Die Migrationsbewegungen nach Aden hatten weit reichende Folgen für den Norden: Sie trugen dazu bei, dass die Bewohner des unteren Jemens und der Tihama das 20. Jahrhundert lange vor den anderen Bewohnern des Nordjemens entdeckten. Dies wiederum hatte dann Auswirkungen in den 60er Jahren, als nach dem Sturz des zaiditischen Imamats Tausende junger Männer in die Armee der Jementischen Arabischen Republik eintraten. Viele andere ehemalige Emigranten nach Aden und nach Ostafrika schlossen sich in den 50er und 60er Jahren der von Ahmad Muhammad an-Nu'man gegründeten Oppositionsbewegung an.

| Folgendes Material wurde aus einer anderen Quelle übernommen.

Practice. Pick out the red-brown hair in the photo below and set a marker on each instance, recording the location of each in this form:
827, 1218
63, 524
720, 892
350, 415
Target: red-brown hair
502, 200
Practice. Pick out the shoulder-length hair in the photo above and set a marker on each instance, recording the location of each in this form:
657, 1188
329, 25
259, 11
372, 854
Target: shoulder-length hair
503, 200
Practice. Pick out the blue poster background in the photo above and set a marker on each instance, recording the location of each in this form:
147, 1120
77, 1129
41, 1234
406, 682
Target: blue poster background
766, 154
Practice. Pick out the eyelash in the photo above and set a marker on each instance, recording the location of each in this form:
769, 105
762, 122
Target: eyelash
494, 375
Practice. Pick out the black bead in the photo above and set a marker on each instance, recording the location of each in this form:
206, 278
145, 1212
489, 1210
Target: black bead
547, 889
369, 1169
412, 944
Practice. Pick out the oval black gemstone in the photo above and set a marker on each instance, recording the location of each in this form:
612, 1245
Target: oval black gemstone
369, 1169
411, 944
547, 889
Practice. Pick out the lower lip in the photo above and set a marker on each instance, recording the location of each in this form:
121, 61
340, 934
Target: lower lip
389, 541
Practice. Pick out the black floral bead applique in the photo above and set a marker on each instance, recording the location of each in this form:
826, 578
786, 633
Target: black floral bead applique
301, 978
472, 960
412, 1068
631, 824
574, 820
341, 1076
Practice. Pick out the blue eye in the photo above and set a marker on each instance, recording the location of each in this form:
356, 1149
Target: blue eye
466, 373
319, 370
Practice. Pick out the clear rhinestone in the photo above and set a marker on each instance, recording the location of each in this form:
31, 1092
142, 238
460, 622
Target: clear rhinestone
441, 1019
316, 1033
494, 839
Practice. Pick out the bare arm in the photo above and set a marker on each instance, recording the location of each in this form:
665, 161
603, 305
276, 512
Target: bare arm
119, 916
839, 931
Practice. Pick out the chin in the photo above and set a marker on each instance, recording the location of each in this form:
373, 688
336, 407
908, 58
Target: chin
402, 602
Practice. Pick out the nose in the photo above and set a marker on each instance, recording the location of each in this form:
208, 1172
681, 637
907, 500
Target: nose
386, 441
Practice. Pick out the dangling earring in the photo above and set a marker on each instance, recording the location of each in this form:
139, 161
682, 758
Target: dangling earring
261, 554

Auch letzterer stammte aus einer in der Hujjariyya einflussreichen Familie, und seine Anhänger - vielfach erfolgreiche Händler - machten sich progressive bürgerliche Ansichten zu eigen und gründeten später in nordjemenitischen Städten Schulen, Kindergärten und Kinos. Die meisten von ihnen unterstützten die Freien Offiziere, die am 26. September 1962 die Herrschaft des Imams beendeten.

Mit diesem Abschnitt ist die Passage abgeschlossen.